Kruskal’s Algorithm
A greedy-algorithms algorithm that builds a minimum spanning tree by sorting all edges and adding the cheapest one that does not form a cycle, until V-1 edges are chosen.
Why it matters
Kruskal is the go-to MST method for sparse graphs given as an edge list — exactly the shape of network-design, clustering, and “connect everything cheaply” problems. It pairs beautifully with union-find: the only non-trivial question — “would this edge create a cycle?” — becomes an O(α(n)) find. The whole algorithm is a clean illustration of why the greedy cut property yields a globally optimal tree.
How it works
Process edges from lightest to heaviest; accept an edge only if its endpoints are currently in different components.
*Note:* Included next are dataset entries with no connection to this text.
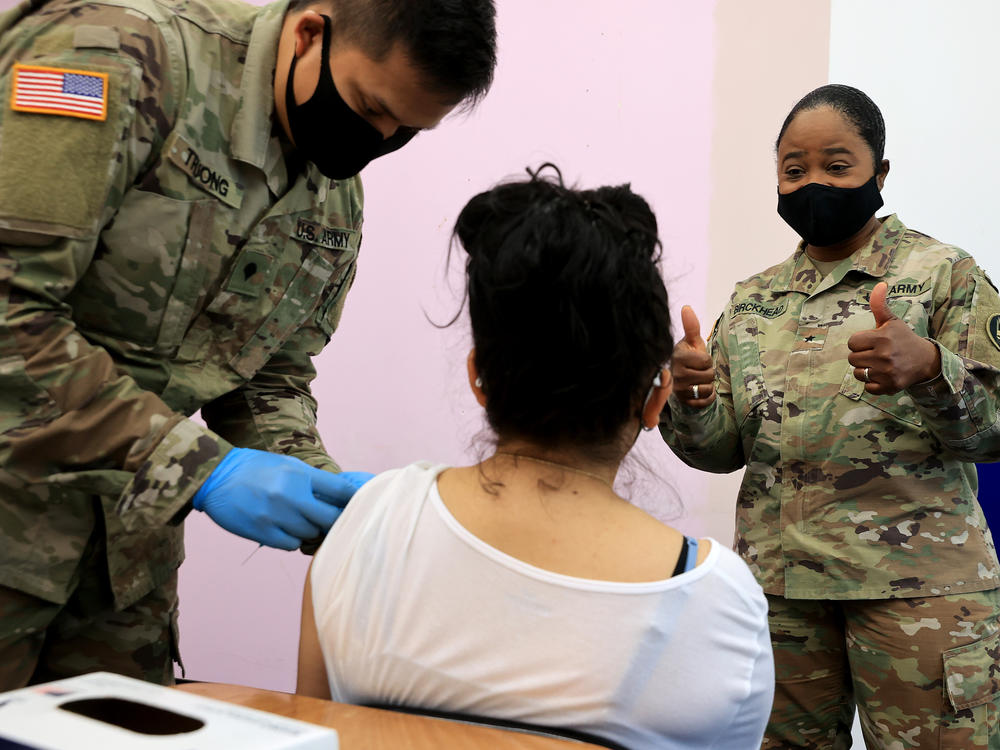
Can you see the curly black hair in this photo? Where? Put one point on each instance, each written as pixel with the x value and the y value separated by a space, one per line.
pixel 570 317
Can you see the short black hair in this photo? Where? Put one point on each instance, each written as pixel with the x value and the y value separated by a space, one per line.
pixel 856 107
pixel 452 42
pixel 570 318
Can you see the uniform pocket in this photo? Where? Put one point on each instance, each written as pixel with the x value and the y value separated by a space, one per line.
pixel 293 309
pixel 972 683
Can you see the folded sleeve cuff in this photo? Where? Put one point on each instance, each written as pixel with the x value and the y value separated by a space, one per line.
pixel 164 483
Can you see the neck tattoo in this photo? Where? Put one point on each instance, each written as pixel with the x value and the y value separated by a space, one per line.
pixel 565 467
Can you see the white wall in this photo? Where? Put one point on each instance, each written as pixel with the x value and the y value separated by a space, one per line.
pixel 932 67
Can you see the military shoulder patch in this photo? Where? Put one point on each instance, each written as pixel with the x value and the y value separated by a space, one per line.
pixel 58 91
pixel 993 329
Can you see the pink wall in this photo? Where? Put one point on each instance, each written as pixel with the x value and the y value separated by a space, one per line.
pixel 609 96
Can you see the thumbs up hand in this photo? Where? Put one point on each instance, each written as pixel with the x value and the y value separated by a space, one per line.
pixel 691 364
pixel 891 357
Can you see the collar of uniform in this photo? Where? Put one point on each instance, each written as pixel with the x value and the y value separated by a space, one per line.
pixel 798 274
pixel 251 132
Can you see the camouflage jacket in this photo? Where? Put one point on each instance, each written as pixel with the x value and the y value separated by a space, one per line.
pixel 848 495
pixel 154 262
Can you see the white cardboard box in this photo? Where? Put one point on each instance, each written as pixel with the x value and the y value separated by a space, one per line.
pixel 44 717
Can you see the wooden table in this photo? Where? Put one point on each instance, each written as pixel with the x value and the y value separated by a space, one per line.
pixel 363 728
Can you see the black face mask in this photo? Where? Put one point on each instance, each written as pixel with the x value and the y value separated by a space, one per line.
pixel 330 134
pixel 823 215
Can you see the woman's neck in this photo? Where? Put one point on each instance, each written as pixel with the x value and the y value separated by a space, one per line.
pixel 558 469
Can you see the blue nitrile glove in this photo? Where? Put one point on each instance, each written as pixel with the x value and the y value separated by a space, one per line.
pixel 274 499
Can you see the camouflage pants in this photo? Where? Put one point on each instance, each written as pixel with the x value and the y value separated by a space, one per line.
pixel 924 672
pixel 41 641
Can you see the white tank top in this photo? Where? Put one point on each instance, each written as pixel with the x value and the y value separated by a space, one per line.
pixel 412 609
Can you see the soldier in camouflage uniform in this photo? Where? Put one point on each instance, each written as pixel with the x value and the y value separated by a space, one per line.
pixel 857 381
pixel 179 225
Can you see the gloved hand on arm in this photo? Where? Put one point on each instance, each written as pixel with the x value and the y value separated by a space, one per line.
pixel 274 499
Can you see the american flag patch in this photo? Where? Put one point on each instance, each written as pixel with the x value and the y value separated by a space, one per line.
pixel 57 91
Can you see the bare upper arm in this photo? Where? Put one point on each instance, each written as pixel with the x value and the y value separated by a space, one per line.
pixel 704 547
pixel 312 678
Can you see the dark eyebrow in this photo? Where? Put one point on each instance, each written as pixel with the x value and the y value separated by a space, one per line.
pixel 831 151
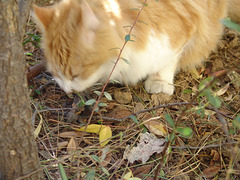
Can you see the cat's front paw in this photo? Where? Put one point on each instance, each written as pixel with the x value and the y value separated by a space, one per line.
pixel 155 87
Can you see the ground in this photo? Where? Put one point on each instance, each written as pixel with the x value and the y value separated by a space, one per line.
pixel 201 141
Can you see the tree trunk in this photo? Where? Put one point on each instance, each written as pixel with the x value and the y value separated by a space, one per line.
pixel 18 151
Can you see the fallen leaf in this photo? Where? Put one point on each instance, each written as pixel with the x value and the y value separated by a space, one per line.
pixel 105 135
pixel 119 113
pixel 61 145
pixel 211 171
pixel 147 146
pixel 156 128
pixel 106 160
pixel 140 172
pixel 70 134
pixel 215 155
pixel 122 97
pixel 92 128
pixel 71 146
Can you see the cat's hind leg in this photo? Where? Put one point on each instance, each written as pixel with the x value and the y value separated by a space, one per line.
pixel 161 81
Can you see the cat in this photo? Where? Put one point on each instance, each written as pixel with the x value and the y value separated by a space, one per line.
pixel 81 40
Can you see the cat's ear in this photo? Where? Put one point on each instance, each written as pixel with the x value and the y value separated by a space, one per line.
pixel 89 18
pixel 42 16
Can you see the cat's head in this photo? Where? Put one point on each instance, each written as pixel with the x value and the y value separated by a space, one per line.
pixel 76 42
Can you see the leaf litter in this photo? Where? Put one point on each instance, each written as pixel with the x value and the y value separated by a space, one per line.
pixel 207 145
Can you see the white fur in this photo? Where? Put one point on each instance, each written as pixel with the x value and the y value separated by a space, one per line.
pixel 157 62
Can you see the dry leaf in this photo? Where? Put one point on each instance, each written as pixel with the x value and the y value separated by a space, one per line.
pixel 70 134
pixel 211 171
pixel 92 128
pixel 119 113
pixel 156 128
pixel 141 171
pixel 105 135
pixel 71 146
pixel 147 146
pixel 129 176
pixel 215 155
pixel 106 160
pixel 61 145
pixel 122 97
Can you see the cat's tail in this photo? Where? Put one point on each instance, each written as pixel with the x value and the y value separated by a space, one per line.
pixel 234 10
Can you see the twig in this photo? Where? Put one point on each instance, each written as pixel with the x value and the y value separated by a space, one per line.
pixel 205 147
pixel 45 110
pixel 118 58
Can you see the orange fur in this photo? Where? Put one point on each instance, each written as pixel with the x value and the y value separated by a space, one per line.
pixel 79 36
pixel 234 10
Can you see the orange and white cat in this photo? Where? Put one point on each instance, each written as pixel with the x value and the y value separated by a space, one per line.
pixel 81 40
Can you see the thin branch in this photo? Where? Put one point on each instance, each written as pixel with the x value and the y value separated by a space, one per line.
pixel 118 58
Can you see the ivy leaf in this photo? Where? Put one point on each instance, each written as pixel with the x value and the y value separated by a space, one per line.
pixel 187 132
pixel 62 172
pixel 108 96
pixel 126 61
pixel 92 128
pixel 91 175
pixel 127 37
pixel 102 105
pixel 134 118
pixel 169 120
pixel 227 22
pixel 90 102
pixel 96 158
pixel 97 93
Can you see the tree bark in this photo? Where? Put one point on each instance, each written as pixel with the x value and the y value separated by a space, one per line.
pixel 18 151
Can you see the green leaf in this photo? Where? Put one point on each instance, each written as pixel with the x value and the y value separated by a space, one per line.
pixel 81 103
pixel 187 132
pixel 227 22
pixel 125 60
pixel 213 100
pixel 134 118
pixel 170 120
pixel 102 105
pixel 127 37
pixel 96 158
pixel 91 175
pixel 187 91
pixel 97 93
pixel 204 83
pixel 38 92
pixel 105 170
pixel 90 102
pixel 29 54
pixel 108 96
pixel 62 172
pixel 236 122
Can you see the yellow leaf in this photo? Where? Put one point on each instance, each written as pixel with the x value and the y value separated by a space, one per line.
pixel 128 175
pixel 92 128
pixel 38 129
pixel 105 133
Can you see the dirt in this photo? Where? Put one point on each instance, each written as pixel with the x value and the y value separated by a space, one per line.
pixel 212 149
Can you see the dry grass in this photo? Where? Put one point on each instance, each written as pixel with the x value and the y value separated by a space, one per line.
pixel 212 149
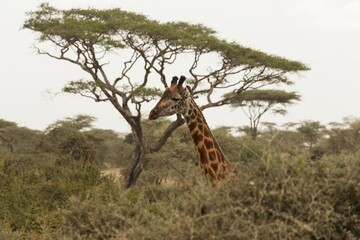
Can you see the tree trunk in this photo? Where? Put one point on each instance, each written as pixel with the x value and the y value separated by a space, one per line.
pixel 137 165
pixel 142 148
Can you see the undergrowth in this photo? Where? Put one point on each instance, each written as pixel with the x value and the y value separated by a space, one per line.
pixel 270 198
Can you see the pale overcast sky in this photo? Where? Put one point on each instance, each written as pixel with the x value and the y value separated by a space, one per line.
pixel 323 34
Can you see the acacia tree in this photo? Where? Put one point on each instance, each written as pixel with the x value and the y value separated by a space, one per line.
pixel 84 37
pixel 256 102
pixel 312 132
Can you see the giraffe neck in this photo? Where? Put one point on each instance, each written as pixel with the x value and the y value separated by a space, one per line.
pixel 209 153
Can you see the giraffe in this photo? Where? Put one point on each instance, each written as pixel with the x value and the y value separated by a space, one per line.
pixel 177 99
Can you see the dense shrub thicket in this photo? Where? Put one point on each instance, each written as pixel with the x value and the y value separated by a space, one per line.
pixel 280 192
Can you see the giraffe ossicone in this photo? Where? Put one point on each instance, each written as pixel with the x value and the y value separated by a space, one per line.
pixel 177 99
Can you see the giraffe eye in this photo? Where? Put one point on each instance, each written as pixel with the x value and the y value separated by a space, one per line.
pixel 176 98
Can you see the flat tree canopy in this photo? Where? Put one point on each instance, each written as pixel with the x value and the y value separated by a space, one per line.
pixel 84 37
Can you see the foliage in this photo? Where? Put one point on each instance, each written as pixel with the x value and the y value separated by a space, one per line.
pixel 84 37
pixel 35 187
pixel 279 192
pixel 311 131
pixel 255 103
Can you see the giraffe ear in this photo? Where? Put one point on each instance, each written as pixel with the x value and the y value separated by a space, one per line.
pixel 182 79
pixel 174 80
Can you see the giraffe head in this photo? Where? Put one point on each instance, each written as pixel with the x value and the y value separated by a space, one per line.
pixel 173 100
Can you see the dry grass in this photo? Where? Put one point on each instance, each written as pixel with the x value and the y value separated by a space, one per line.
pixel 272 198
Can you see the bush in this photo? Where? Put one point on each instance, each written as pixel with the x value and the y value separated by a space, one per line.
pixel 35 187
pixel 269 199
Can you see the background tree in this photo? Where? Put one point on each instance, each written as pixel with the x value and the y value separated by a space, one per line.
pixel 312 132
pixel 256 102
pixel 84 37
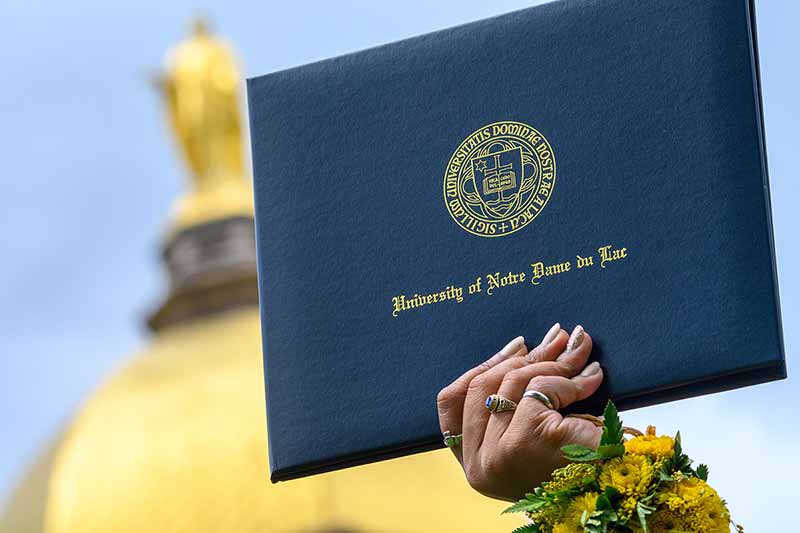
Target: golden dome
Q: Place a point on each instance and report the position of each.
(24, 510)
(176, 442)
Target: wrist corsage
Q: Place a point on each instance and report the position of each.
(642, 485)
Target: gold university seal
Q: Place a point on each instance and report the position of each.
(499, 179)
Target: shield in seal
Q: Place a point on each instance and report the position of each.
(498, 177)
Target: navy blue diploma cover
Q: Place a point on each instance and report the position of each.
(421, 203)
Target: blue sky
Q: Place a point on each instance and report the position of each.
(88, 174)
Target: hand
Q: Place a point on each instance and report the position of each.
(506, 454)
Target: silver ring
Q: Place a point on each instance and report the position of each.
(451, 441)
(496, 404)
(542, 397)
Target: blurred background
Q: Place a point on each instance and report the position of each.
(131, 396)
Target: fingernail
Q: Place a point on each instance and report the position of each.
(512, 347)
(591, 370)
(551, 335)
(576, 338)
(533, 355)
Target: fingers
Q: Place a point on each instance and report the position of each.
(568, 364)
(450, 401)
(540, 352)
(533, 415)
(475, 414)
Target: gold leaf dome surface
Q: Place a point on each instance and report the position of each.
(176, 442)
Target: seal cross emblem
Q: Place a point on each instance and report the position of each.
(499, 179)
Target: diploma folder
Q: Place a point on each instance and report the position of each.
(421, 203)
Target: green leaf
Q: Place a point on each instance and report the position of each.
(609, 451)
(643, 510)
(530, 528)
(579, 454)
(527, 505)
(613, 495)
(612, 426)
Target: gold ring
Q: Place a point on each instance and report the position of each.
(496, 404)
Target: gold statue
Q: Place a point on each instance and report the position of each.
(201, 86)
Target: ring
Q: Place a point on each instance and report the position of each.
(451, 441)
(496, 404)
(542, 397)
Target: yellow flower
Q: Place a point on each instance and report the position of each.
(652, 446)
(627, 507)
(581, 506)
(665, 521)
(571, 476)
(629, 474)
(697, 504)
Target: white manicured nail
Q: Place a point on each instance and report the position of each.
(576, 338)
(591, 370)
(551, 334)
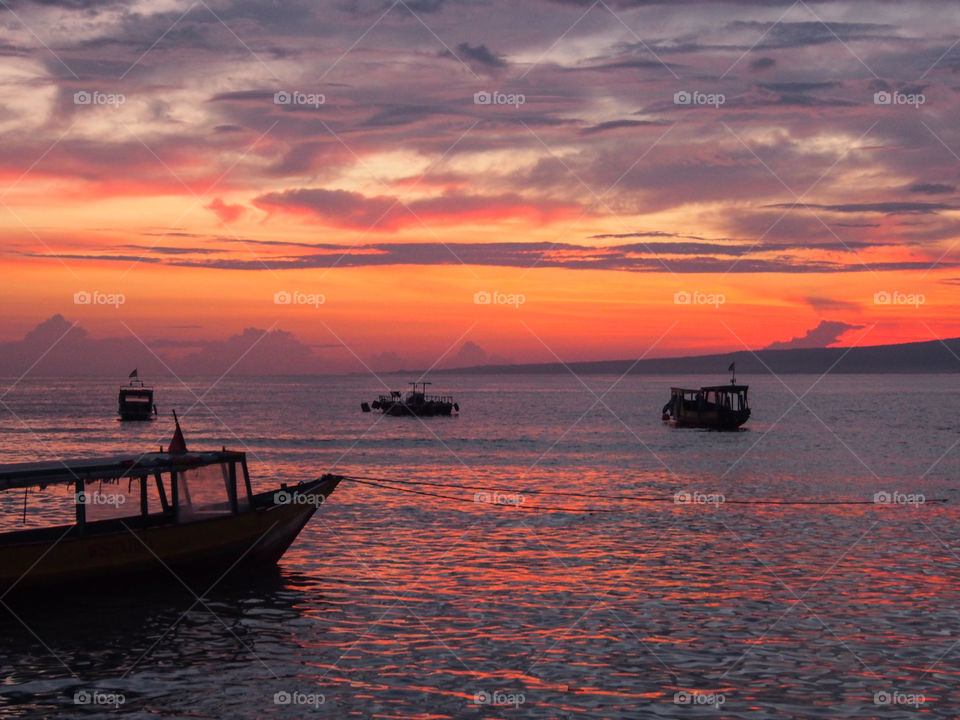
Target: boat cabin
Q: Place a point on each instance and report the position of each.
(153, 489)
(135, 401)
(720, 407)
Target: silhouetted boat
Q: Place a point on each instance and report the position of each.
(415, 402)
(135, 401)
(716, 407)
(190, 513)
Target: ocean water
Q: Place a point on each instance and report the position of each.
(708, 600)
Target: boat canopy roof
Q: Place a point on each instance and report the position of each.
(19, 475)
(711, 388)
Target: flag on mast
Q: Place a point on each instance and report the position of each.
(178, 446)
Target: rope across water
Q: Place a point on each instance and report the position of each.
(402, 486)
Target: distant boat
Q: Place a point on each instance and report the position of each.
(135, 401)
(716, 407)
(415, 402)
(192, 513)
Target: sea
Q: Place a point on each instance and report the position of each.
(553, 551)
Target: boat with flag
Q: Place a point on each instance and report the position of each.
(135, 401)
(713, 407)
(189, 513)
(415, 402)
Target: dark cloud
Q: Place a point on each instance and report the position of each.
(477, 56)
(762, 63)
(889, 208)
(824, 334)
(656, 256)
(932, 188)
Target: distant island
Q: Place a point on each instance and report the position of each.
(934, 356)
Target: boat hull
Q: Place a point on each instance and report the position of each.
(134, 547)
(430, 409)
(712, 420)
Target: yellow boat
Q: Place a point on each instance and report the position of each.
(187, 513)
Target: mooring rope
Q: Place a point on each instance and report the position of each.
(401, 486)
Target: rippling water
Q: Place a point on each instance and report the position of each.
(396, 605)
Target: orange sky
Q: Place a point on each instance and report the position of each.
(597, 200)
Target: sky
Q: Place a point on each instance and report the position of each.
(378, 184)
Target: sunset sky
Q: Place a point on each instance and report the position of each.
(619, 178)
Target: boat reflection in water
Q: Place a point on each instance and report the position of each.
(113, 648)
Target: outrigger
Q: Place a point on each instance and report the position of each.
(416, 402)
(192, 513)
(715, 407)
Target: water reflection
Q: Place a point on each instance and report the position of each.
(151, 647)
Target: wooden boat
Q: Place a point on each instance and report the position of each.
(415, 402)
(190, 513)
(135, 401)
(717, 407)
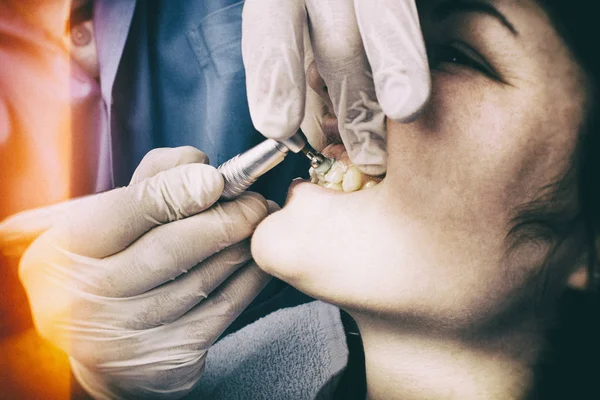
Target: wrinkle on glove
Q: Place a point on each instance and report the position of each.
(295, 353)
(371, 55)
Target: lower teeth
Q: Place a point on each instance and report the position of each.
(342, 178)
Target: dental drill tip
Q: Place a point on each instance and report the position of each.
(323, 166)
(318, 161)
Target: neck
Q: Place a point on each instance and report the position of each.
(414, 366)
(50, 16)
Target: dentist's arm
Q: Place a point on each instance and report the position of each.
(136, 284)
(371, 55)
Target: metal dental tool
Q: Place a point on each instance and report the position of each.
(244, 169)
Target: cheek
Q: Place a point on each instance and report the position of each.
(474, 155)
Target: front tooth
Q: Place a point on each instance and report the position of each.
(352, 180)
(334, 186)
(335, 174)
(368, 184)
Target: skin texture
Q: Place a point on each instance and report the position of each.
(446, 307)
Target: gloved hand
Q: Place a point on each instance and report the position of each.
(388, 76)
(136, 284)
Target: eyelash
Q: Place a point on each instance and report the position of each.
(450, 53)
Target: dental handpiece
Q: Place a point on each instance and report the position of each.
(244, 169)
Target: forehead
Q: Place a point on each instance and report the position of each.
(518, 30)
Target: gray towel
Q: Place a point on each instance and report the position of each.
(292, 354)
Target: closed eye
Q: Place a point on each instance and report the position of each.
(460, 55)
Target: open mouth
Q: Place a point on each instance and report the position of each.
(343, 176)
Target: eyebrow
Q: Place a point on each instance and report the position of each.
(450, 7)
| Step | Operation | Cost |
|---|---|---|
| 1 | sort all E edges by weight | O(E log E) |
| 2 | init union-find over V vertices | O(V) |
| 3 | for each edge, find both ends; if different, union + keep | O(E · α(V)) |
| 4 | stop once V-1 edges accepted | — |
sort(edges by weight)
mst = []
for (u, v, w) in edges:
if find(u) != find(v): # endpoints in different components
union(u, v)
mst.append((u, v, w))
if len(mst) == V - 1: break- Total time is O(E log E) — the sort dominates; union-find work is near-linear. Since
E ≤ V²,log E ≤ 2 log V, so it is equivalently O(E log V). - The cycle test is the heart: an edge whose endpoints share a root would close a loop, so it is discarded.
- If edge weights are small integers, replace the comparison sort with a counting/radix sort to approach O(E).
Example
Five vertices 0..4, edges (0,1,1) (2,3,2) (0,2,3) (1,3,4) (3,4,5). Already sorted. Take (0,1,1)→{0,1}; take (2,3,2)→{2,3}; take (0,2,3) unions to {0,1,2,3}; (1,3,4) has find(1)==find(3) → skip (cycle); take (3,4,5)→{0,1,2,3,4}. Accepted 4 = V-1 edges, weight 1+2+3+5 = 11. Done.
Pitfalls
- Skipping union-find and checking cycles by traversal is O(VE) — the classic way to turn an O(E log E) algorithm into a timeout.
- Comparing labels (
u == v) instead of roots (find(u) == find(v)). Two distinct vertices can already be connected; only the roots reveal it. See disjoint-set-union-find. - Not stopping at
V-1edges still gives the right tree but wastes time; on a disconnected graph it instead yields a spanning forest — assert the count if you require connectivity. - Unstable tie handling does not hurt correctness (any MST is valid) but makes outputs non-deterministic across runs; sort by
(weight, u, v)if you need reproducibility.